This post is to update you on what has happened since the budget meeting, KSD’s responses to date, and to what we hope to find out in the future. The District responded to our questions in a timely and professional manner for most of the items and asked to meet with Martin Bennet. They responded to our first set of questions but this spawned other questions. We we now seek access to online systems to get the answers we seek about the 1 to 1 learning (free iPad) program. We are also engaging the Interim Superintendent about our proposal of collapsing the Technology and Maintenance Funds into the General Fund.
They will continue to provide free health, dental and vision insurance to individual employees working over 30 hours a week. This covers the individual employee but not his or her family members. Employees can purchase coverage for family members. We estimate that he cost of all these benefits for the 660 employees is roughly $1 million a year. This benefit is not typically enjoyed by private sector taxpayers.
The District is not only offering free tuition for children of non-resident employees but now also the children of Special School District employees who work on assignment in Kirkwood Schools. Several of these workers are just part-time. This increases the number of free-tuition students to 152. Assuming a cost of $12,000 per student per year, the cost to taxpayers is $1,824,000 a year. To those of you who pay or have paid private school tuition, let that sink in.

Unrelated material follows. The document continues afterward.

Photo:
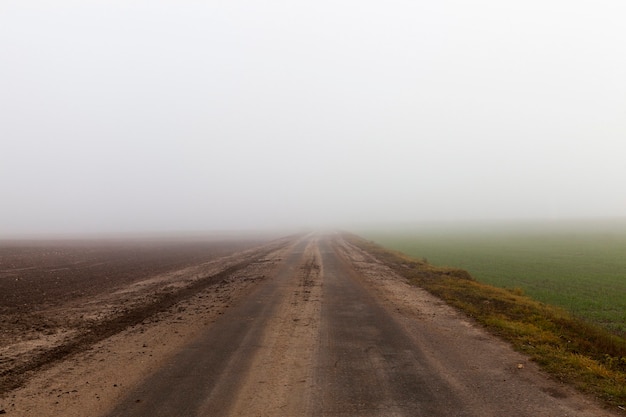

The district has no stated plans to open up a costly and unnecessary free taxpayer-supported pre-kindergarten. This is a great relief. This is something most all KSD parents currently pay for on their own. Taxpayer funded pre-school is a constant threat to taxpayers and fiscal responsibility from teachers unions and bureaucrats who want to expand government by giving free child-care through public schools. While there is evidence that this would benefit underprivileged children, the educational benefits of children attending pre-kindgergarten dissipate by the third grade for other children.
The District has no plans to build any buildings as of June 2017.
The district has changed the 1 to 1 Technology (free iPads for all students) survey to determine the actual number of lessons that the devices are used for lessons. They have removed the ability to realistically determine how often and in how many lessons the devices are actually used. We have asked them to provide access to the District's computerized lesson creation and storage software to determine this information. We are also asking them to separate out the costs of the 1 to 1 technology that is used in instruction from the IT infrastructure that cannot be cut or lowered. That was a new request. Our perspective is that if the spending does not support lessons then the technology is of little educational value and the money should not be spent.
We have a meeting with the Interim Superintendent at which we will hopefully receive answers to the new set of questions and discuss combining the Technology and Maintenance funds into the General Fund. This, we believe, will eliminate the wasteful spending in the 1 to 1 technology program and potentially avoid future tax increases. Since the Maintenance and Technology Funds are locked up for specific uses the board cannot relieve budgetary pressures in other areas. The Funds, furthermore, exacerbate waste since they waste the money on such things as giving iPads to Kindergartners. They either spend it or it just sits in an account not being able to be more wisely spent elsewhere.
To do this means that the District would have to get a Board approval. They could then get a legal waiver from the State of Missouri or be forced to put the issue on a ballot. Tax Fairly would obviously support this Ballot Initiative.